I want to aggregate sensor values for each hour of the day. The time information comes from timestamps in the event stream. To that end, I've created four EPL statements:
I'm receiving events from approximately 300 sensors every 2-6 seconds. I have esper 6.1.0 embedded in a java application with a heap size of 8 GB. After about 15 minutes, the memory pressure is such that garbage collection goes into overdrive, rendering the application unusable. If I remove the last EPL statement, my application behaves normally again.
I'm somewhat perplexed by this behavior. I thought that when a context is used, esper would not accumulate events in memory.
So here's my question: Using EPL, how do I perform a simple aggregation (e.g. sum, average) such that the memory consumption is O(n) rather than O(n*t), where n is the number of sensors and t is the length of the time window?

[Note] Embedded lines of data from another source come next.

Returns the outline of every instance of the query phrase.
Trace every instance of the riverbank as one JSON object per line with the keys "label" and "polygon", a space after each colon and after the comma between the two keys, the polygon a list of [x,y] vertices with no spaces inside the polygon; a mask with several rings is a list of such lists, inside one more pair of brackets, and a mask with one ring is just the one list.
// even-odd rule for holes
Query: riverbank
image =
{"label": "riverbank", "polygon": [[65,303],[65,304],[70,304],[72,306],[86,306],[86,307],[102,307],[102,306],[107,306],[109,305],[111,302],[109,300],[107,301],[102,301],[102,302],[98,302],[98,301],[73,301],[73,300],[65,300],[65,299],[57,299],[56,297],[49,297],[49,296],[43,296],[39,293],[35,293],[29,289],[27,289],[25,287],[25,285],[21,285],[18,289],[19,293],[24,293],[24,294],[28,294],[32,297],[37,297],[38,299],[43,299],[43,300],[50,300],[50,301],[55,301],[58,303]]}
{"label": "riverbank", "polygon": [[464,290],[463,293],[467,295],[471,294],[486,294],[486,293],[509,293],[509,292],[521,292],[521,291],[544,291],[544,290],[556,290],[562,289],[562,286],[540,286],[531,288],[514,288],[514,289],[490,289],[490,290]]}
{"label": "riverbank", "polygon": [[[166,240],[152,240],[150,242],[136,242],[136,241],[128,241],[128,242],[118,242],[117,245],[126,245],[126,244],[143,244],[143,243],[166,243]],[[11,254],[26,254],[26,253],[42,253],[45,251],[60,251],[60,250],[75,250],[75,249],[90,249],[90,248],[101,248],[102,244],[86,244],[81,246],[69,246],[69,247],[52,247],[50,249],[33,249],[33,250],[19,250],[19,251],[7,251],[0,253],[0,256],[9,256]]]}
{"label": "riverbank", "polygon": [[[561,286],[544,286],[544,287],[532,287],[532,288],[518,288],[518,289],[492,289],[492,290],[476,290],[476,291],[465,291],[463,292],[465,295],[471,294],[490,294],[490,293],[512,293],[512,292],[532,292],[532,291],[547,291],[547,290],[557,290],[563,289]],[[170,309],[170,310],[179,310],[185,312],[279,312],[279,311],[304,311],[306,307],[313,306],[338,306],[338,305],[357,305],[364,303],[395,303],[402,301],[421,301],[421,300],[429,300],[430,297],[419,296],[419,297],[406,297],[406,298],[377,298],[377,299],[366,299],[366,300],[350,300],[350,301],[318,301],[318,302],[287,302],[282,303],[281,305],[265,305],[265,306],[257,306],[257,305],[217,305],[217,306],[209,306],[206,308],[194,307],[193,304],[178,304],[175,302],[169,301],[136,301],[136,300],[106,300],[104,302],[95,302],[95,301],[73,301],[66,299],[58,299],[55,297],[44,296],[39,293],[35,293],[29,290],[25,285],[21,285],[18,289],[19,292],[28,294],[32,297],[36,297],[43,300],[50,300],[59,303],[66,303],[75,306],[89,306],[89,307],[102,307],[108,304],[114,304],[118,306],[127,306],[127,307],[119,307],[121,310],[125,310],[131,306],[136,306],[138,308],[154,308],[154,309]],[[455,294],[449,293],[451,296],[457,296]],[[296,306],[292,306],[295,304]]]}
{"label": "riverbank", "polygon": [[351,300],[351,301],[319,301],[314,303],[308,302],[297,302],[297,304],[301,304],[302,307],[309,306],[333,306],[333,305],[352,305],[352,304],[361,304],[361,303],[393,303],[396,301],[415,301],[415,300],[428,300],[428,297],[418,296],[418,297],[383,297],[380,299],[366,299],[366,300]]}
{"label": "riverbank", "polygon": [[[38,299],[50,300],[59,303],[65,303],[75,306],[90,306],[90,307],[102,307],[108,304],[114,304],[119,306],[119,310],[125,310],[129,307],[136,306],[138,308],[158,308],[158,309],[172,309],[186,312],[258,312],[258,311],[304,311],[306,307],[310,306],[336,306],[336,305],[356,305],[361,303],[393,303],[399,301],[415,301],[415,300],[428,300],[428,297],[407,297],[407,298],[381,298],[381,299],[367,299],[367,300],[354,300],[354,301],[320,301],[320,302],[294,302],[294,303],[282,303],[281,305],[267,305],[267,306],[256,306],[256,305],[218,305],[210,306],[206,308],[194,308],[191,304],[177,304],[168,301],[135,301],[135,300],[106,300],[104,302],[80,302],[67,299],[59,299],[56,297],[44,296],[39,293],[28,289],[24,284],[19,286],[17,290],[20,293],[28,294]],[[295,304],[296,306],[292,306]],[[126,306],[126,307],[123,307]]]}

For concreteness, here are my EPL statements.
Statement 1:
create context ctxPartitionById partition by sensorId from SensorEvent
Statement 2:
context ctxPartitionById
INSERT INTO HourChanged
SELECT
E.sensorId as sensorId,
prev(1, E.occurredAtHour) AS lastHour,
E.occurredAtHour AS currentHour
FROM SensorEvent#length(2) E
WHERE E.occurredAtHour != prev(1, E.occurredAtHour)
Statement 3:
create context ctxPartitionByIdAndHour
context PartitionedByKeys
partition by
sensorId, currentHour from HourChanged,
sensorId, occurredAtHour from SensorEvent,
context InitiateAndTerm
initiated by HourChanged as e1
terminated by HourChanged(sensorId=e1.sensorId and lastHour=e1.currentHour)
Statement 4:
context ctxPartitionByIdAndHour
SELECT
E.sensorId,
E.occurredAtHour,
SUM(E.value) AS sensorValueSum
FROM SensorEvent E
output last when terminated
sensorId
is an instance of a java class that implements Comparable
.
occurredAtHour
is a java.util.Date
instance. Its value is a timestamp that has been rounded down to the hour.
value
is a double
.
Adding @Hint('enable_outputlimit_opt')
to the fourth and last EPL statement solves the issue.
Apparently esper retains events in memory when output last
is used, unless this particular hint is present. See 5.7.3. Runtime Considerations in the esper docs.